3 December 2010 - Pyosch/powertac-server GitHub Wiki

After a presentation of the new server structure and the technical foundations by David we proceeded to a lively discussions of our tariff model. The key conflict which arose is (as often) richness vs. tractability. The current attributes list in the wiki was compiled from what is out there (mainly English market) not from a customer modelling perspective. Since besides a realistic desciption of the power market consumer modelling as well as a robust game design are a key goals of our project we spent some time to elaborate on what aspects are ultimately required for our initial launch.

Key results and decisions:

  • OWL ontology is powerful and enables queries against tariff base: “Customer wants a tariff which is better in two dimensions than my current"

    • However, reasoning can create a lot of overhead in the game context as we need F-logic triples (problem also showed up in SESAM project)
    • Technology-wise simple XML objects are preferred – just parse them as java objects on the server which could be hard
    • Solution: The OWL tariff ontology will be kept as a full specification but in every given year we focus on specific type of tariff detail and elaborate on these effects with a simpler representations; Tariffs should be described as object graphs
  • Bundling vs separate treatment of multiple customer attributes (e.g. solar panel + family power plan + electriv vehicle with V2G): although being an important concept in marketing and pricing, bundling may be a bit too complex for our first realization:

    • Structurally different appraoches to customer choice process: all tariffs should be attractive to everybody (Publish complete tariffs and everybody picks what he likes out there the rest of the tariff is ignored) vs. specific tariffs
    • As a Broker offering lower price for consumption depending on capability of the customer e.g. Storage offered may be an interesting reasons for bundling
    • Current metering concept best facilitates separate meters for different consumption types
    • Solution: We will proceed by modelling these in a seperate fashion, i.e. a solar panel customer, a family power customer and an EV with V2G customer which will each sign up for a separate contract (will induce specific tariffs).
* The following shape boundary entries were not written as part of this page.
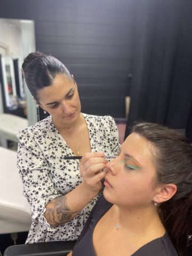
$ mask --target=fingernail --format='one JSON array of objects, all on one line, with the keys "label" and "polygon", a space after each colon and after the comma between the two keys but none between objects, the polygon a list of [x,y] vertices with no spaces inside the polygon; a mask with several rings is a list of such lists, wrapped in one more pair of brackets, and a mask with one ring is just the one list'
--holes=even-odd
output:
[{"label": "fingernail", "polygon": [[103,152],[99,152],[99,155],[100,156],[103,156]]}]

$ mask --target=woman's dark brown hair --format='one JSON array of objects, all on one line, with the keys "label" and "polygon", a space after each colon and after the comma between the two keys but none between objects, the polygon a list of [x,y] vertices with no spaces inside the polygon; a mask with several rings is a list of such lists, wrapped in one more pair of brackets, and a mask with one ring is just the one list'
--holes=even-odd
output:
[{"label": "woman's dark brown hair", "polygon": [[186,255],[187,237],[192,235],[192,145],[182,134],[162,125],[139,122],[131,133],[153,146],[157,182],[172,183],[175,194],[159,206],[159,215],[180,255]]},{"label": "woman's dark brown hair", "polygon": [[27,87],[37,101],[38,91],[51,85],[57,75],[63,74],[74,82],[64,64],[53,56],[42,52],[29,53],[25,59],[22,68]]}]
This allows easier customer models and allows brokers to easily understand what tariff properties attract what type of customer
    • Potentially, we can find a nice workaround which facilitates both aspects from bundling and this more separate approach
  • Two tier and multi-tier pricing potentially too complex

  • Difference between Population and individual Customer models needs to be better definied - this is a question of game mechanics / server performance: fewer aggregated customer models with multiple tariffs vs. many micro-level models with single tariffs

  • There was a discussion on the amount of tariff traffic data communication. John asks to keep this in mind.

    • Unclear if the traffic limitation due to competition controller is enough - will need to check this as soon as we have a running system.
    • Customer can but do not have to process tariffs every five seconds
  • Tariff properties required not found yet:

    • Entry/ exit fees are a good way to capture customer inertia and very common in the marketplace (cell phone contracts) - should be included
    • Different kinds of customer behaviors that brokers need to evaluate risk:
      • Interruptable consumption
      • Solar, Wind attributes included in tariff but no value set
      • Storage yes / no (Battery, EV, Thermal storage)
      • Balancing capacity available
      • "No broker is interested a base of customers who do not have balancing capability"
    • Type of customer may create power set problems – customer with solar, customer with battery, customer with solar/battery, customer with neither are 4 roles in discriminator scheme
    • There were worries that we create a model that is poorly explaining reality, and thus may not generate any meaningful insights

We agreed that. arbitrary tariffs are ok, but we need to specify where to cut down the complexity. The ultimate goal is a simple model without complexity issues which facilitates easy modelling of customer preferences, a simple data representation as well as enough scenario richness for meaningful analysis.

To further progress we agreed that John, Prashant and Chris will together work out a baseline tariff definition for the initial game launch.